1º - A Revolução da Energia Elétrica

Dínamo manual

No final do século XIX a energia elétrica passou a ser utilizada, em um ritmo cada vez maior, pelas populações urbanas do mundo. A iluminação pública e as novas tecnologias interligadas e ela, representaram uma ruptura com os tempos passados, tão profunda quanto as inovações que as máquinas a vapor já vinham fazendo. Mas como os fios do telégrafo que acompanhavam as antigas linhas de trem, tudo andava junto no caminho das mudanças que avançavam.

Diferentemente do vapor, que exigia grandes caldeiras e transmissão mecânica por eixos e correias, a eletricidade podia ser transportada por fios e distribuída com flexibilidade para iluminar casas, mover motores individuais nas fábricas e, mais tarde, alimentar uma infinidade de aparelhos domésticos.

A noite deixou de ser um obstáculo para o trabalho e o lazer, os bondes elétricos substituíram os veículos de tração animal, e as casas passaram a contar com uma fonte de energia limpa (para os padrões da época) e disponível a um toque de interruptor. A eletricidade encurtou distâncias, prolongou o dia produtivo e criou uma nova experiência sensorial urbana: as cidades nunca mais seriam escuras e silenciosas como antes.
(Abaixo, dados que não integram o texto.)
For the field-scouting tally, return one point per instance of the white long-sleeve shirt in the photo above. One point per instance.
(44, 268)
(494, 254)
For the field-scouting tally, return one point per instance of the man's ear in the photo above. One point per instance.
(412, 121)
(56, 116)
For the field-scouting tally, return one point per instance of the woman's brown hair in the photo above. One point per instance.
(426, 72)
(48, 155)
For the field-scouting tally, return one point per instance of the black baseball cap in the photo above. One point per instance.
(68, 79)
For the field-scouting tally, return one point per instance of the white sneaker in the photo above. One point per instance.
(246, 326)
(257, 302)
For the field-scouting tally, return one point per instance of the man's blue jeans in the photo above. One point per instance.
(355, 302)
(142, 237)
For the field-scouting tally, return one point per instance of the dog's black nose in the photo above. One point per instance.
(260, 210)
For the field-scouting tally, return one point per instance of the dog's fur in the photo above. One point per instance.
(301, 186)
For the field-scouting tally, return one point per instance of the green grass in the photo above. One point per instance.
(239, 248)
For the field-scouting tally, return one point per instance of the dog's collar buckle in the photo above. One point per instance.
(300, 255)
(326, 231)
Mais do que uma fonte de energia, a eletricidade tornou-se símbolo de modernidade e progresso, associada à ideia de que a ciência poderia domesticar as forças da natureza em benefício da humanidade.
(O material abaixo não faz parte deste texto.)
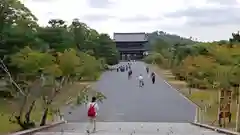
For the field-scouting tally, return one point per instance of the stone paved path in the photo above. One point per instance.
(126, 102)
(130, 128)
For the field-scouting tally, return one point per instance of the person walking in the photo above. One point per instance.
(153, 77)
(147, 69)
(92, 114)
(130, 74)
(140, 79)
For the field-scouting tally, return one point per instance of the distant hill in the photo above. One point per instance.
(171, 39)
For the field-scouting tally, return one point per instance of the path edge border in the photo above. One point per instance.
(216, 129)
(166, 82)
(37, 129)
Paralelamente, o desenvolvimento do dínamo (gerador que converte movimento em eletricidade) e, inversamente, do motor elétrico (que converte eletricidade em movimento) permitiu que a energia gerada em usinas distantes fosse convertida em força motriz nas fábricas, substituindo os sistemas centralizados de transmissão por correias. Cada máquina podia agora ter seu próprio motor, aumentando a eficiência e a flexibilidade produtiva. O dínamo também viabilizou a geração em larga escala, com usinas hidrelétricas e termelétricas alimentando redes urbanas inteiras.


2º - Motores a Combustão e a Revolução de novo.

Enquanto a eletricidade iluminava cidades e movia fábricas, o motor a combustão interna (que queima derivados de petróleo como gasolina e diesel dentro de cilindros) revolucionou os transportes e a mobilidade. Diferentemente do motor a vapor, volumoso e de acionamento lento, o motor a combustão era compacto, leve e de partida rápida, permitindo sua instalação em veículos individuais.

O automóvel, aperfeiçoado por nomes como Daimler, Benz e Ford, deixou de ser um brinquedo de ricos para tornar-se, com a produção em série, um bem de consumo potencialmente acessível. O caminhão e o ônibus substituíram as carroças e diligencias; tratores mecanizaram a agricultura; navios com motores a diesel tornaram o transporte marítimo mais rápido e eficiente.

O petróleo, antes usado principalmente para iluminação (querosene), tornou-se a commodity estratégica do século XX, tão vital quanto o carvão fora para o XIX.

É interessante notar a relação simétrica entre o dínamo e o motor a combustão: ambos convertem energia de uma forma para outra. O dínamo transforma movimento (mecânico) em eletricidade; o motor elétrico faz o caminho inverso. Já o motor a combustão transforma energia química (do combustível) em movimento. Juntos, eletricidade e petróleo redefiniram as possibilidades técnicas da civilização industrial que vivemos atualmente.

Assim estudar a revolução industrial é estudar todo o avanço técnico da humanidade nos períodos mais rescentes e compreender o mundo em que vivemos hoje.